И он с удовольствием подумал, что вот уже в продолжение двух с половиною лет он сохраняет доверенность Павла и чувствует его любовь.
С такими мыслями Порошин отправился на свою квартиру, в дом купца Краснощекова, стоявший неподалеку от дворца, на Миллионной улице, а тем временем произошло событие, которое, можно сказать, определило его дальнейшую судьбу.
Великий князь, против обыкновения, медлил с отходом ко сну, бродил по столовой, поглядывая на Панина, и эти взгляды наконец были замечены гофмейстером.
– Что-нибудь случилось неприятное, ваше высочество? – спросил он. – Нет, у меня ничего не случилось, – ответил мальчик.
– А у кого же?
– Ни у кого. Только вы дайте слово, что никому не скажете, Никита Иванович, хорошо? – Если то, что узнаю, ничем не грозит императорской фамилии, престолу и отечеству, – не скажу.

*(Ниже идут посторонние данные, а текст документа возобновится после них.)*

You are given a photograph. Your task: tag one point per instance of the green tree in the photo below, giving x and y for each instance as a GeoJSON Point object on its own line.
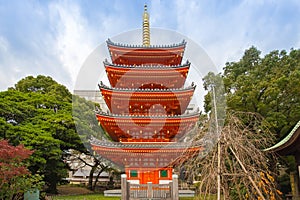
{"type": "Point", "coordinates": [15, 178]}
{"type": "Point", "coordinates": [266, 85]}
{"type": "Point", "coordinates": [38, 114]}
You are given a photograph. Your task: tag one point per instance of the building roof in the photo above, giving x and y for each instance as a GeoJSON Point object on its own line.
{"type": "Point", "coordinates": [146, 66]}
{"type": "Point", "coordinates": [109, 42]}
{"type": "Point", "coordinates": [146, 90]}
{"type": "Point", "coordinates": [289, 145]}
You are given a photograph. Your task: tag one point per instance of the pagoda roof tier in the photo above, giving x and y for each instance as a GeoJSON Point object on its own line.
{"type": "Point", "coordinates": [144, 155]}
{"type": "Point", "coordinates": [145, 101]}
{"type": "Point", "coordinates": [153, 128]}
{"type": "Point", "coordinates": [139, 54]}
{"type": "Point", "coordinates": [147, 76]}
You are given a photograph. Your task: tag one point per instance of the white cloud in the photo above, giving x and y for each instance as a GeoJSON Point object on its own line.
{"type": "Point", "coordinates": [73, 41]}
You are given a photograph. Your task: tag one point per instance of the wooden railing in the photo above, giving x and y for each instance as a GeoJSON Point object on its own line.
{"type": "Point", "coordinates": [132, 191]}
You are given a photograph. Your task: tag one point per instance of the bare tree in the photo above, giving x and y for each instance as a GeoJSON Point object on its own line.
{"type": "Point", "coordinates": [245, 170]}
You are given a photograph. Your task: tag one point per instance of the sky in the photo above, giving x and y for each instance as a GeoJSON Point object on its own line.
{"type": "Point", "coordinates": [54, 38]}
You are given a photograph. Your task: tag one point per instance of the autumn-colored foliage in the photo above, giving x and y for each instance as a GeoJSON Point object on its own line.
{"type": "Point", "coordinates": [12, 169]}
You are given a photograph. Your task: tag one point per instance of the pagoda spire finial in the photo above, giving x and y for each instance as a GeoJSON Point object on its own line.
{"type": "Point", "coordinates": [146, 28]}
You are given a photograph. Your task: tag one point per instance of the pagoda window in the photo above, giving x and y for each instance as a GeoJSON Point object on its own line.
{"type": "Point", "coordinates": [133, 173]}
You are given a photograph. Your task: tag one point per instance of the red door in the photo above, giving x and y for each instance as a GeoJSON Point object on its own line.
{"type": "Point", "coordinates": [149, 176]}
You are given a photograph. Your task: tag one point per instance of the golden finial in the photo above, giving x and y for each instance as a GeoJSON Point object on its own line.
{"type": "Point", "coordinates": [146, 28]}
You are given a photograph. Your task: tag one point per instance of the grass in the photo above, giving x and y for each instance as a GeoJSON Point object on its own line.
{"type": "Point", "coordinates": [69, 192]}
{"type": "Point", "coordinates": [84, 197]}
{"type": "Point", "coordinates": [96, 197]}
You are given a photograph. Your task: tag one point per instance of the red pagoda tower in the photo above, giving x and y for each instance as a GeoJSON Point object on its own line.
{"type": "Point", "coordinates": [147, 103]}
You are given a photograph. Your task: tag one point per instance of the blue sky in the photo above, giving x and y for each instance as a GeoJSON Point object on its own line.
{"type": "Point", "coordinates": [55, 37]}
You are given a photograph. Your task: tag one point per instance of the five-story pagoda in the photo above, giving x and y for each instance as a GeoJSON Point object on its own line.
{"type": "Point", "coordinates": [147, 103]}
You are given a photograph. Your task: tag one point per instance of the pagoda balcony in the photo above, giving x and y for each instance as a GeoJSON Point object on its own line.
{"type": "Point", "coordinates": [147, 101]}
{"type": "Point", "coordinates": [122, 54]}
{"type": "Point", "coordinates": [145, 155]}
{"type": "Point", "coordinates": [154, 128]}
{"type": "Point", "coordinates": [147, 76]}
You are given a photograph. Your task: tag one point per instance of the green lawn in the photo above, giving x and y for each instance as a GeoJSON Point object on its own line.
{"type": "Point", "coordinates": [96, 197]}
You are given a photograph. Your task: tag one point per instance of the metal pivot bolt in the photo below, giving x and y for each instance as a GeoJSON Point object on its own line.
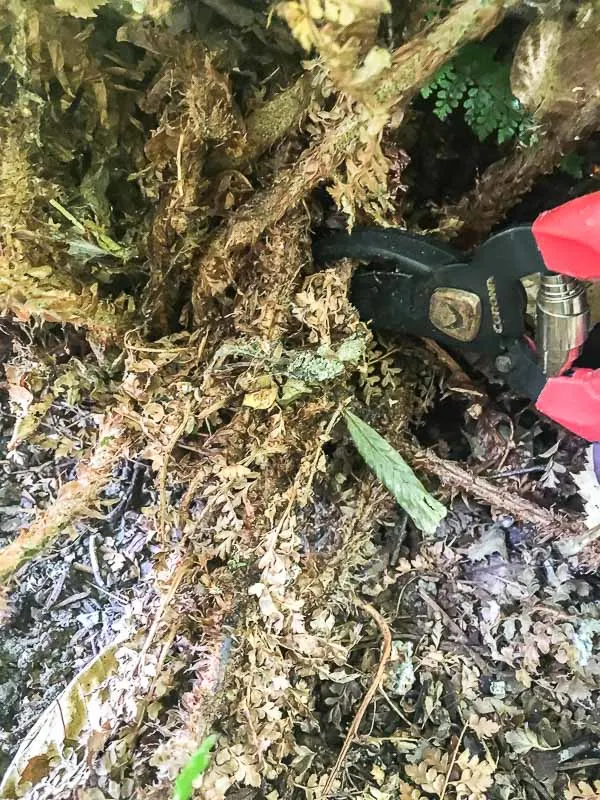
{"type": "Point", "coordinates": [456, 312]}
{"type": "Point", "coordinates": [504, 363]}
{"type": "Point", "coordinates": [563, 322]}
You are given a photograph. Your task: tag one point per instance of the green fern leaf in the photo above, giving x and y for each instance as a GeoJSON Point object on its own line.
{"type": "Point", "coordinates": [395, 474]}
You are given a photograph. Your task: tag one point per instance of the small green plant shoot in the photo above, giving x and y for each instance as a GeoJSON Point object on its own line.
{"type": "Point", "coordinates": [479, 83]}
{"type": "Point", "coordinates": [396, 475]}
{"type": "Point", "coordinates": [184, 783]}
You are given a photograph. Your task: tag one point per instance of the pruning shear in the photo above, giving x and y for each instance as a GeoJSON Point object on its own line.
{"type": "Point", "coordinates": [415, 284]}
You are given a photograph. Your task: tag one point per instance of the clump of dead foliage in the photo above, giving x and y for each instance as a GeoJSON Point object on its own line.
{"type": "Point", "coordinates": [163, 167]}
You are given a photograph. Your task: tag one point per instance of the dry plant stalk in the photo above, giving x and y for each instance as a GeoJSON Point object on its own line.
{"type": "Point", "coordinates": [497, 497]}
{"type": "Point", "coordinates": [73, 503]}
{"type": "Point", "coordinates": [386, 651]}
{"type": "Point", "coordinates": [269, 123]}
{"type": "Point", "coordinates": [412, 65]}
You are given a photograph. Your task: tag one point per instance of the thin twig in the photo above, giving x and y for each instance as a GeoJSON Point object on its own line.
{"type": "Point", "coordinates": [94, 561]}
{"type": "Point", "coordinates": [386, 651]}
{"type": "Point", "coordinates": [456, 477]}
{"type": "Point", "coordinates": [453, 761]}
{"type": "Point", "coordinates": [162, 479]}
{"type": "Point", "coordinates": [449, 622]}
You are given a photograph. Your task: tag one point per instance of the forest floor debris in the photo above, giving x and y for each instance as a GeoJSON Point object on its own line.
{"type": "Point", "coordinates": [191, 547]}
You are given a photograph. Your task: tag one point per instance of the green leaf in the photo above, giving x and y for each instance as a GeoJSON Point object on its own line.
{"type": "Point", "coordinates": [396, 475]}
{"type": "Point", "coordinates": [184, 783]}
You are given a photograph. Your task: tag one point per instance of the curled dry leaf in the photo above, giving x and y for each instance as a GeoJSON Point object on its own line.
{"type": "Point", "coordinates": [65, 719]}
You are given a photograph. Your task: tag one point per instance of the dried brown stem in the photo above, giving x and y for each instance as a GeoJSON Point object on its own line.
{"type": "Point", "coordinates": [268, 124]}
{"type": "Point", "coordinates": [412, 65]}
{"type": "Point", "coordinates": [498, 497]}
{"type": "Point", "coordinates": [56, 297]}
{"type": "Point", "coordinates": [506, 181]}
{"type": "Point", "coordinates": [73, 503]}
{"type": "Point", "coordinates": [386, 651]}
{"type": "Point", "coordinates": [555, 74]}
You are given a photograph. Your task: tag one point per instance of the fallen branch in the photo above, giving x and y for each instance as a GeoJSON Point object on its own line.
{"type": "Point", "coordinates": [412, 65]}
{"type": "Point", "coordinates": [386, 651]}
{"type": "Point", "coordinates": [72, 504]}
{"type": "Point", "coordinates": [506, 181]}
{"type": "Point", "coordinates": [450, 474]}
{"type": "Point", "coordinates": [555, 74]}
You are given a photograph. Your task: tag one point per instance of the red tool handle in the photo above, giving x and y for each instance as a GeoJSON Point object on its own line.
{"type": "Point", "coordinates": [574, 402]}
{"type": "Point", "coordinates": [568, 237]}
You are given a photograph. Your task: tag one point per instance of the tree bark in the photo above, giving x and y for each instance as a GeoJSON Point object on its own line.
{"type": "Point", "coordinates": [412, 65]}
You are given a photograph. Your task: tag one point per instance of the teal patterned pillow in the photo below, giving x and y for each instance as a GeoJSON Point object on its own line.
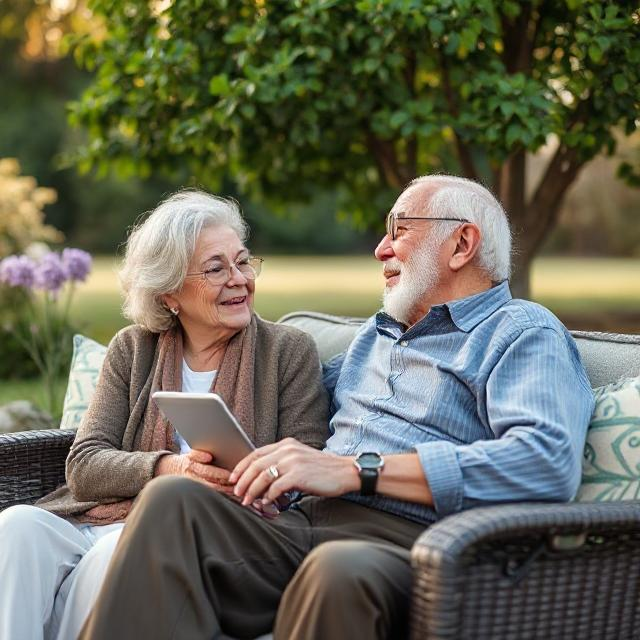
{"type": "Point", "coordinates": [611, 464]}
{"type": "Point", "coordinates": [86, 363]}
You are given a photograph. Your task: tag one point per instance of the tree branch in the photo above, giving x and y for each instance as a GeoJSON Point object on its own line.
{"type": "Point", "coordinates": [386, 159]}
{"type": "Point", "coordinates": [542, 211]}
{"type": "Point", "coordinates": [464, 153]}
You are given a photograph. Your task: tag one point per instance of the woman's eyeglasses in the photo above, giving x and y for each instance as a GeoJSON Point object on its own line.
{"type": "Point", "coordinates": [221, 272]}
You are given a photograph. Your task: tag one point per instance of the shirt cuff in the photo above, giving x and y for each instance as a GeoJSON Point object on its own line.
{"type": "Point", "coordinates": [444, 476]}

– Ничем не грозит, – поспешно сказал Павел.
– Тогда говорите, ваше высочество.
– Семен Андреевич все про нас пишет.
– Полковник Порошин?
– Он каждый день записывает, что я делал, кто у нас был и о чем разговаривали.
– Это поручила ему государыня императрица?
– Нет.
– Может быть, граф Григорий Григорьевич Орлов? – Орловых Панин опасался более всего, ибо соперничал с ними в расположении императрицы.
– Нет, нет, он пишет сам по себе.
Панин задумался.
– Зачем же он это делает, как полагаете, ваше высочество?
– Я не полагаю, а он сам сказал мне, зачем: чтобы я видел в дневнике свои дурные поступки и отучался от них, чтобы лучшие стороны моего характера развивал бы и тем готовился к восприятию моей государской должности.
– Гм, – сказал Никита Иванович, – идея вроде бы справедливая, но между записей не вмещено ли осуждение чьих-либо речей и поступков?
– Семен Андреевич на каждый предмет имеет свои замечания. Он сегодня читал мне из тетради за прошлую неделю, однако просил, чтобы я все им сказанное хранил в тайне, и я вас о том же прошу.
– Если дурного умысла нет, зачем секретничать? – спросил Панин. – Ваше высочество уверены, следственно, что и сегодняшний день будет записан и что все наши разговоры Семен Андреевич занотует?
– Всенепременно, – сказал мальчик. – Он все запоминает, а что было без него, у меня спрашивает, и очень быстро пишет, перо так и мелькает. Я видел.
– Не надо никому об этом рассказывать, ваше высочество, и пусть Семен Андреевич продолжает писать. Так, будем думать, составляются драгоценные страницы истории вашего благословенного царствования. Вы свой долг выполнили – мне, яко обер-гофмейстеру вашему, изволили доложить. Остальное теперь мое дело.
«Конечно, мое, – рассуждал Никита Иванович на пути в свои комнаты. – Мне, чаю, больше всех там достается, каждое слово небось выставлено, а я на язык смел. Попадет сей дневник ее величеству или, не дай бог, улетит за границу – Порошину головы не сносить, только и беды, а я всего на свете лишусь, братец Петр Иванович из-за меня пострадает… И зачем во дворце писатель?! Да полно, как-нибудь выкрутимся. Ты, Семен Андреевич, хитер, но и мы, благодаря бога, не глупее. Потягаемся!»